China will expand a pilot program this year to transfer government holdings in state-owned enterprises to social security funds nationwide in response to concerns about the sustainability of the pension system.
The State Council decided at an executive meeting Wednesday to fully push for the transfer of 10% of the equity in state-owned companies to the national social security fund and relevant local entities.
The move is a further implementation of a 2017 trial plan that was limited to a small number of central government-owned businesses in selected provinces.

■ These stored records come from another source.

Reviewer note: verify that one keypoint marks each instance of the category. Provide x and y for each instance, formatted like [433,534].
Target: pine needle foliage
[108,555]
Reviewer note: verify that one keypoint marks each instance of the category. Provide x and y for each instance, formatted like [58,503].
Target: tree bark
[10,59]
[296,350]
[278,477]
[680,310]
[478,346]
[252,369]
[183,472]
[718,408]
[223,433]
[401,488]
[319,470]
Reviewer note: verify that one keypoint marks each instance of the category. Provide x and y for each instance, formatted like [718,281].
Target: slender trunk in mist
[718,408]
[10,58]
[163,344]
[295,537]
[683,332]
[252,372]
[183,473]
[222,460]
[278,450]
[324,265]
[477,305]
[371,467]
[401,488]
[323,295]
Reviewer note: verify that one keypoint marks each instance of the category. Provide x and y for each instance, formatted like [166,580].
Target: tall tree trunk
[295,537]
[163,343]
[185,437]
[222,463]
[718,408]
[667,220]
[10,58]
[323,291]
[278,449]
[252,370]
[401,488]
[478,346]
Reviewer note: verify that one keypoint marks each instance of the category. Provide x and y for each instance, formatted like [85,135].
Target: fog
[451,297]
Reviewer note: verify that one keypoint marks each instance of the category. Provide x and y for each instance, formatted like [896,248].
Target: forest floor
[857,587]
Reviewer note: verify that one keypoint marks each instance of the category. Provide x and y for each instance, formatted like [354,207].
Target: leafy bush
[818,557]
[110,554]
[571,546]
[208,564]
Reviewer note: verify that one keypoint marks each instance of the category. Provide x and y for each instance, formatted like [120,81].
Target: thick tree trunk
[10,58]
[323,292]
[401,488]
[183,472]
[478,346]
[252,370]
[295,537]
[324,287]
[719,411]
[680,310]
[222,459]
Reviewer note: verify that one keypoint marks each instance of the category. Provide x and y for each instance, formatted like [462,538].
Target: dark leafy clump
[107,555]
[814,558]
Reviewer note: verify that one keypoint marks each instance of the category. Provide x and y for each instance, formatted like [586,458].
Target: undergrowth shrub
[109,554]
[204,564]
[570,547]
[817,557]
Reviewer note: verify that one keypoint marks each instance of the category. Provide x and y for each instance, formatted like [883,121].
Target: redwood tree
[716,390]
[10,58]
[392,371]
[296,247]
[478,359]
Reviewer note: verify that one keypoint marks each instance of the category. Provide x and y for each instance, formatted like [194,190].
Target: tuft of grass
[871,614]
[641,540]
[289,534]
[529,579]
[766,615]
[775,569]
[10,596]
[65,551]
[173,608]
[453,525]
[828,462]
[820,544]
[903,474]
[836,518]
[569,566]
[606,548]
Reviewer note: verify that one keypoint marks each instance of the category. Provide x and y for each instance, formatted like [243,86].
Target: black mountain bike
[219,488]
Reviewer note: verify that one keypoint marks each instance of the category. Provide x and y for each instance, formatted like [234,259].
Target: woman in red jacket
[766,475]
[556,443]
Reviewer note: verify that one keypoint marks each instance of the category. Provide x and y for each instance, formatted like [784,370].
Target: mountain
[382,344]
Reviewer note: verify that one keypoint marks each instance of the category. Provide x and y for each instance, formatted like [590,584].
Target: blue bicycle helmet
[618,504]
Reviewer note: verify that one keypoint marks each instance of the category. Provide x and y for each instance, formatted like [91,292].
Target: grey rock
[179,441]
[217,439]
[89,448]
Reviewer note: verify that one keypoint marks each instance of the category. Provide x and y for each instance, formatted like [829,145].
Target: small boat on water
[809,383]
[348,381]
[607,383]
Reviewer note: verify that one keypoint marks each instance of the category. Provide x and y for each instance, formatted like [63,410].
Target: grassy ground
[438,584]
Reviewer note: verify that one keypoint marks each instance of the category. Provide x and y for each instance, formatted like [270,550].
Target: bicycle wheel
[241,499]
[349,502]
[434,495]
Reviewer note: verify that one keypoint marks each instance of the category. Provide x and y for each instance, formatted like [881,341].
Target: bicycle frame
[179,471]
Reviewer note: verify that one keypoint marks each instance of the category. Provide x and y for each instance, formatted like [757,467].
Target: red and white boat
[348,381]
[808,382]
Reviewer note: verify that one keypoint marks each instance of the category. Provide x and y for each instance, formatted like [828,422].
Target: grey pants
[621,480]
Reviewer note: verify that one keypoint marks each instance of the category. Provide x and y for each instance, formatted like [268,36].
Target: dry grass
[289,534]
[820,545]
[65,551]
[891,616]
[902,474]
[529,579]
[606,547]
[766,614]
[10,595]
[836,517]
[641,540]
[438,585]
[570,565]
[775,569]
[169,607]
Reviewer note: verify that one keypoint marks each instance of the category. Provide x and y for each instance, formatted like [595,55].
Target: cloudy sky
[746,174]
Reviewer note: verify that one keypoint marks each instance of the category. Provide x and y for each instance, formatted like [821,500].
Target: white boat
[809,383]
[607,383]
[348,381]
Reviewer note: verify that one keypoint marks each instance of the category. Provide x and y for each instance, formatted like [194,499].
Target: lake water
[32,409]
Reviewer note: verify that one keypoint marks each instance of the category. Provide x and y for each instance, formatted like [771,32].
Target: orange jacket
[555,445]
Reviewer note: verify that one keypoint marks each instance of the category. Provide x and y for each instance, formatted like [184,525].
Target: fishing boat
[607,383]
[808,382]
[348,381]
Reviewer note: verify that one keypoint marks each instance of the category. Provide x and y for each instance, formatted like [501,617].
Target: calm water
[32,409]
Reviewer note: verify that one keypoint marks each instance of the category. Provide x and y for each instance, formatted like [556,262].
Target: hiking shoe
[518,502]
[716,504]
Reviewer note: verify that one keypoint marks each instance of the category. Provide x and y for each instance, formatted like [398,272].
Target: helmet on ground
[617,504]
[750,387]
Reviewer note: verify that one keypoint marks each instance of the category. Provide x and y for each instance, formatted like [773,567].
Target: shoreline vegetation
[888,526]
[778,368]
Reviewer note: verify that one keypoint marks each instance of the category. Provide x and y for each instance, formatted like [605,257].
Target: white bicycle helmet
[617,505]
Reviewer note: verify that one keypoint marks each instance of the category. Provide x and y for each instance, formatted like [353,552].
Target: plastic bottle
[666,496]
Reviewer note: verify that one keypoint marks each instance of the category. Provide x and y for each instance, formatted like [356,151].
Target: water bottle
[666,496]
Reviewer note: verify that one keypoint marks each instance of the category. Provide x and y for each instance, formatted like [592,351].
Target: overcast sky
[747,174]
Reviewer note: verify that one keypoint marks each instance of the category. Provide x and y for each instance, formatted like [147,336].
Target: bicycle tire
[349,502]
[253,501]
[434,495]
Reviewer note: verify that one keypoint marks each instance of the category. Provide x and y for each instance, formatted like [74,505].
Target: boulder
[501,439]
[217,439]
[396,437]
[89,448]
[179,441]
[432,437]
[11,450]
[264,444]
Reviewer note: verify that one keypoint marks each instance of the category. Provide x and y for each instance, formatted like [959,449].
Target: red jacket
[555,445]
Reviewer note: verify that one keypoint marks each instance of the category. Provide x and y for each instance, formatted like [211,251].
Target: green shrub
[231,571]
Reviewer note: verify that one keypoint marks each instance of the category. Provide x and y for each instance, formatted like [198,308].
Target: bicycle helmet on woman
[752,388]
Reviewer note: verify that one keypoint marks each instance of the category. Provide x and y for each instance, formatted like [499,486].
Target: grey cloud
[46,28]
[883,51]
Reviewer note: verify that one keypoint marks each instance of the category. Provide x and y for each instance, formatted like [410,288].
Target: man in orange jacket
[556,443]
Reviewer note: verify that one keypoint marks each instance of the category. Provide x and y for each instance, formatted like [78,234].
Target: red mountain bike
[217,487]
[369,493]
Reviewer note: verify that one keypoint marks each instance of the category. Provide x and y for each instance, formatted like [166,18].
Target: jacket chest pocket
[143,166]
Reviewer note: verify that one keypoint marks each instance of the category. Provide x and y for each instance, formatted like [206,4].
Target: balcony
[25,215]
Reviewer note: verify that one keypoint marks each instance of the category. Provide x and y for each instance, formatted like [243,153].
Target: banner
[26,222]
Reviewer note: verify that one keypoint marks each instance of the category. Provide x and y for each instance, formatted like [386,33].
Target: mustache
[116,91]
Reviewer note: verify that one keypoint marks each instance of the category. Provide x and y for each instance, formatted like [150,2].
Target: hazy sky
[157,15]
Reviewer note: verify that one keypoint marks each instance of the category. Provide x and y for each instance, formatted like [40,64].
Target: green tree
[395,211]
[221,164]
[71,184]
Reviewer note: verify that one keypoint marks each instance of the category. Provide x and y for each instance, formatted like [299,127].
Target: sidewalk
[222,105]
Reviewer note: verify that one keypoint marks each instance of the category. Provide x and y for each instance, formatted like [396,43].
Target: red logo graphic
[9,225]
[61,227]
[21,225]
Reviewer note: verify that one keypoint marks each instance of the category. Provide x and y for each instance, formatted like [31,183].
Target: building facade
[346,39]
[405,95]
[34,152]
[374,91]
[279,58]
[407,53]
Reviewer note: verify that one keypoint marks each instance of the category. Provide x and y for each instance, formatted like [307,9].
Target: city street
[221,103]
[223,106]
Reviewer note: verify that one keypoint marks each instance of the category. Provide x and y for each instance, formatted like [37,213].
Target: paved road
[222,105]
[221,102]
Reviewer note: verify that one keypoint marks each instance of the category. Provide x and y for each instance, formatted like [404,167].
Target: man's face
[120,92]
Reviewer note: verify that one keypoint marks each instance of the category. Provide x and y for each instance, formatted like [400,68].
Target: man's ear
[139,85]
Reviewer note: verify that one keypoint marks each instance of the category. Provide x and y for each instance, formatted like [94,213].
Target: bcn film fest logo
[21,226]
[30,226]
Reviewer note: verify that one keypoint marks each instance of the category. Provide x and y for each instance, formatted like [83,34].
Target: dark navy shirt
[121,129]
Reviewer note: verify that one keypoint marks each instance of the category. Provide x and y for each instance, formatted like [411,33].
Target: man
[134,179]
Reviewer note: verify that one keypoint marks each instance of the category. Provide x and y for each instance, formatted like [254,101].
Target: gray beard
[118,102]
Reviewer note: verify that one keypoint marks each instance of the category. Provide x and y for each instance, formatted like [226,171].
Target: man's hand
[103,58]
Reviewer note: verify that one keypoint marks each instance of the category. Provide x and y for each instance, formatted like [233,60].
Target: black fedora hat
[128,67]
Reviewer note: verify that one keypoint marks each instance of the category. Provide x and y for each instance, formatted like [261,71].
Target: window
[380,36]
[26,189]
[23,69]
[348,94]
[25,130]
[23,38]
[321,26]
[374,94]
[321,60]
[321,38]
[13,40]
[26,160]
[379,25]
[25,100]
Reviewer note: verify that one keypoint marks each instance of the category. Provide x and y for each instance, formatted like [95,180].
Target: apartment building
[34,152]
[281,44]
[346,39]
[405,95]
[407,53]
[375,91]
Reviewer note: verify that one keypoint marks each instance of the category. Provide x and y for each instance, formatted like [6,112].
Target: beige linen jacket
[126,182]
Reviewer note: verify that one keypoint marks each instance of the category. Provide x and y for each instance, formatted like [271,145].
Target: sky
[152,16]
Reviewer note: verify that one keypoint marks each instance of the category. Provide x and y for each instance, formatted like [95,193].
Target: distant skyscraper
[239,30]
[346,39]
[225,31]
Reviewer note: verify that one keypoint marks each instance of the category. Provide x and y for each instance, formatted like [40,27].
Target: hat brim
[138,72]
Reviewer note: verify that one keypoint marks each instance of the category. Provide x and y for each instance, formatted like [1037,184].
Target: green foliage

According to the timetable set in 2017, the transfer should be completed in batches and as soon as possible after 2018. But the progress so far has been too slow, said former Finance Minister Lou Jiwei, former Deputy Commissioner of China’s State Taxation Administration Xu Shanda and Zhang Junkuo, vice president of the Development Research Center of the State Council.
Lou said in March that only five of about 600 companies have completed the equity transfers.
One reason for the slow progress in that existing state-owned shareholders were not willing to cooperate, Caixin learned.
China’s social security fund is under increasing strain as a result of a rapidly aging population and a shrinking workforce. Some provinces running deficits in their pension funds have been forced to borrow from other provinces to meet pension payments.
An April report by the Chinese Academy of Social Sciences, a central government think tank, projected that the national social security fund would be depleted by 2035.